À la suite de l’adoption d’une nouvelle déclaration visant à améliorer la coopération en matière de criminalité transfrontalière, le Secrétaire Général Alain Berset a déclaré que « le crime organisé exploite les technologies numériques et ne connaît pas de frontières – aucun pays ne peut le combattre seul. Une coopération internationale forte est l’unique moyen de l’arrêter. Le Conseil de l’Europe montre la voie en adaptant les normes juridiques aux défis actuels et en rassemblant les pays dans la lutte contre la criminalité à l’ère numérique ».
Lors d’une réunion tenue précédemment sous la présidence maltaise du Comité des Ministres, les ministres de la Justice des États membres du Conseil de l’Europe ont adopté la déclaration, tandis qu’un nouveau protocole additionnel à la Convention d’entraide judiciaire en matière pénale a également été ouvert à la signature.
La technologie dans la lutte contre le crime organisé
Avec ce nouveau protocole, appelé le Protocole de La Valette, le Conseil de l’Europe vise à combler les lacunes juridiques et procédurales de la Convention antérieure de 1959, tout en adaptant les mécanismes de coopération pour faire face aux nouveaux défis en matière de justice et de sécurité. Les 16 États signataires à ce jour sont l’Allemagne, la Belgique, la Géorgie, la Grèce, la Lituanie, le Luxembourg, la Macédoine du Nord, Malte, le Portugal, la Roumanie, le Royaume-Uni, Saint-Marin, la Suède, la Suisse, la Turquie et l’Ukraine.
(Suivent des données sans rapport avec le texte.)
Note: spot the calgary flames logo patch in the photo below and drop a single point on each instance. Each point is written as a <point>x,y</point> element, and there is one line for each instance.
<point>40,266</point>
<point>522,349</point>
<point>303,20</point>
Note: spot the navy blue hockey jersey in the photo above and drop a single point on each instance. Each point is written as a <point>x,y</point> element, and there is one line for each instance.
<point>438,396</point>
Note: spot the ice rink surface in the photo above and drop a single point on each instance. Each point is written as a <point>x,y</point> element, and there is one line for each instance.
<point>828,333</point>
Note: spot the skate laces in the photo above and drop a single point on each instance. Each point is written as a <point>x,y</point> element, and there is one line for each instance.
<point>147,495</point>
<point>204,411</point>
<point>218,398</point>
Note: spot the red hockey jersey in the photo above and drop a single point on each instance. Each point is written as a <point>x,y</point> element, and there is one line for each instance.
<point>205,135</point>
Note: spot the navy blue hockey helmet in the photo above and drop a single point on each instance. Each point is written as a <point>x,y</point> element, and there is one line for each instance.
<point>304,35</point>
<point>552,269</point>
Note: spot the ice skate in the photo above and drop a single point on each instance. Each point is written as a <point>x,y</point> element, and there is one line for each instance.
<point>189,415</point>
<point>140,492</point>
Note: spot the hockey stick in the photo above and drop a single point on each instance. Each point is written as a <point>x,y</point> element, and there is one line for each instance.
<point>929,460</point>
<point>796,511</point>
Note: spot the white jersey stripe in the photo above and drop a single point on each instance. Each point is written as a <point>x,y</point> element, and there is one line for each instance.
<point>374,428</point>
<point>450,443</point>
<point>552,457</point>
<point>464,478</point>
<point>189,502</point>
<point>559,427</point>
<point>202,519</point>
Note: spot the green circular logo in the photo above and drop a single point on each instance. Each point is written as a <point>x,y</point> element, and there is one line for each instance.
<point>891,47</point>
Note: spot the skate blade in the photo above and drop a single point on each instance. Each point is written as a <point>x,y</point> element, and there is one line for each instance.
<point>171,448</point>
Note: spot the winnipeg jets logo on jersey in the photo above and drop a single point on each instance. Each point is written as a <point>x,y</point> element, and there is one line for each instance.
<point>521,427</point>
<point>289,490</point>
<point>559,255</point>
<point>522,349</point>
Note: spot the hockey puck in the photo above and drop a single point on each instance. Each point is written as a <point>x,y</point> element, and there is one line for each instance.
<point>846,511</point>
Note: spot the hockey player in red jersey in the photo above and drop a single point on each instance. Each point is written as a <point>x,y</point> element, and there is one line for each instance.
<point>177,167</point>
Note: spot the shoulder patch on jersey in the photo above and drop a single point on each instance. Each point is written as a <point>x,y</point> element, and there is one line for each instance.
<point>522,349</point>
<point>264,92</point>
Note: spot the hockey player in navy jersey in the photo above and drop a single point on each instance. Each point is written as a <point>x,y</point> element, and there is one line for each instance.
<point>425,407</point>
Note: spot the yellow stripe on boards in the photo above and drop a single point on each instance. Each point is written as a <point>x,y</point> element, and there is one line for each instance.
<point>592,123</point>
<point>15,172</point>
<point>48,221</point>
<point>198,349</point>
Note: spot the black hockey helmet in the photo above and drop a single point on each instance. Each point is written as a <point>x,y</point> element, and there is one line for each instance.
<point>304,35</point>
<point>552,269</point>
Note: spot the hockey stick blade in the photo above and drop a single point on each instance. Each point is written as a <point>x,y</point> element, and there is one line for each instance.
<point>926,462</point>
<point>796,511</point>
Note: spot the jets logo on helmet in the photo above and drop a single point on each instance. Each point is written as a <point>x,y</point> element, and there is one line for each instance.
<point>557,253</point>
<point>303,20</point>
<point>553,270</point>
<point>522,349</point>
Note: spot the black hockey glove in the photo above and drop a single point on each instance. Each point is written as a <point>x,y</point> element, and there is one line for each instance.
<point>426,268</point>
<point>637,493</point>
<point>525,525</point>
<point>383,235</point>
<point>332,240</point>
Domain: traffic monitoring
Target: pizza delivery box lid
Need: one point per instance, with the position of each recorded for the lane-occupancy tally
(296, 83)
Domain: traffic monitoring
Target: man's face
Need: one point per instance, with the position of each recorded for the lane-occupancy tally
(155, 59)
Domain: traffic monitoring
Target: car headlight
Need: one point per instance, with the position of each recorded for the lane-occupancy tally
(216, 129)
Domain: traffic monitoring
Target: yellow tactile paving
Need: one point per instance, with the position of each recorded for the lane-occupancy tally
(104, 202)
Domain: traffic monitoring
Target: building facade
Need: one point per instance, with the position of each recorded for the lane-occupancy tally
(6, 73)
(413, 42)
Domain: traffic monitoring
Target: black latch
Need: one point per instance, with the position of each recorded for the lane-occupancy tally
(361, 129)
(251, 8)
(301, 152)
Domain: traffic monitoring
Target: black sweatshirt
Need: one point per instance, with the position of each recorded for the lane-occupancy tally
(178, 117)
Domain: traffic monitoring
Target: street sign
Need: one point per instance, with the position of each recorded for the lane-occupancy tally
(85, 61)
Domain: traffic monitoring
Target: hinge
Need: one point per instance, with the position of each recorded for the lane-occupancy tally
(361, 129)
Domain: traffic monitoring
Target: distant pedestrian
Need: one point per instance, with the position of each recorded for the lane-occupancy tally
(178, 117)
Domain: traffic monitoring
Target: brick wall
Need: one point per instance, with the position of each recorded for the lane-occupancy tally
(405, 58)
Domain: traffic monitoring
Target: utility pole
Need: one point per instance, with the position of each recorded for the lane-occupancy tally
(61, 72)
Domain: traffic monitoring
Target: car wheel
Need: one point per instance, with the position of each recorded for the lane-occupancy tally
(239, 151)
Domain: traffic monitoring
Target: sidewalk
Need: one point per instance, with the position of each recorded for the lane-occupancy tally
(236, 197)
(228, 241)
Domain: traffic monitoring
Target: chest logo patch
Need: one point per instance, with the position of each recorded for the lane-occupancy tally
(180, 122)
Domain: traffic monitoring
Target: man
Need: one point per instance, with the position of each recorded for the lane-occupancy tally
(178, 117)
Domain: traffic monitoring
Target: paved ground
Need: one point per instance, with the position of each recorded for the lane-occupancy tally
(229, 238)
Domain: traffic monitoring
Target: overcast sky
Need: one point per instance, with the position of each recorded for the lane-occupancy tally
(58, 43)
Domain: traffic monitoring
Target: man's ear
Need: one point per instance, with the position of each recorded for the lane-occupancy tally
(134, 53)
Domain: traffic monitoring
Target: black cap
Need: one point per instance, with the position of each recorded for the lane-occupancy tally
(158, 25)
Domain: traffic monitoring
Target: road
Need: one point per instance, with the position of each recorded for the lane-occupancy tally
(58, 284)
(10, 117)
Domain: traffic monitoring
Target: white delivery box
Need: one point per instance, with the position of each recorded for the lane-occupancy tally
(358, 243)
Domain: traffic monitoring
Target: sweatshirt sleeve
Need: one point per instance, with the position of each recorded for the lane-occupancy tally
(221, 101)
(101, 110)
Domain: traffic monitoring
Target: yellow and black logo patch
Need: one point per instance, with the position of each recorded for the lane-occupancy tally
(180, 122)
Les ministres s’emploieront à intégrer des outils numériques qui améliorent la rapidité, la sécurité et l’accessibilité des procédures de coopération. L’une des mesures phares proposées dans le protocole est d’étendre l’utilisation des moyens de communication électroniques et de la visioconférence pour auditionner les victimes et les experts.
Les ministres ont également encouragé l’élaboration et l’adoption de normes communes pour une utilisation responsable et sécurisée des outils numériques dans la lutte contre la criminalité transnationale. Dans ce contexte, ils ont souligné la nécessité de veiller à ce que la numérisation et l’utilisation des moyens électroniques se fassent dans le respect des normes internationales des droits humains, notamment du droit à un procès équitable, de la protection des données et des garanties procédurales.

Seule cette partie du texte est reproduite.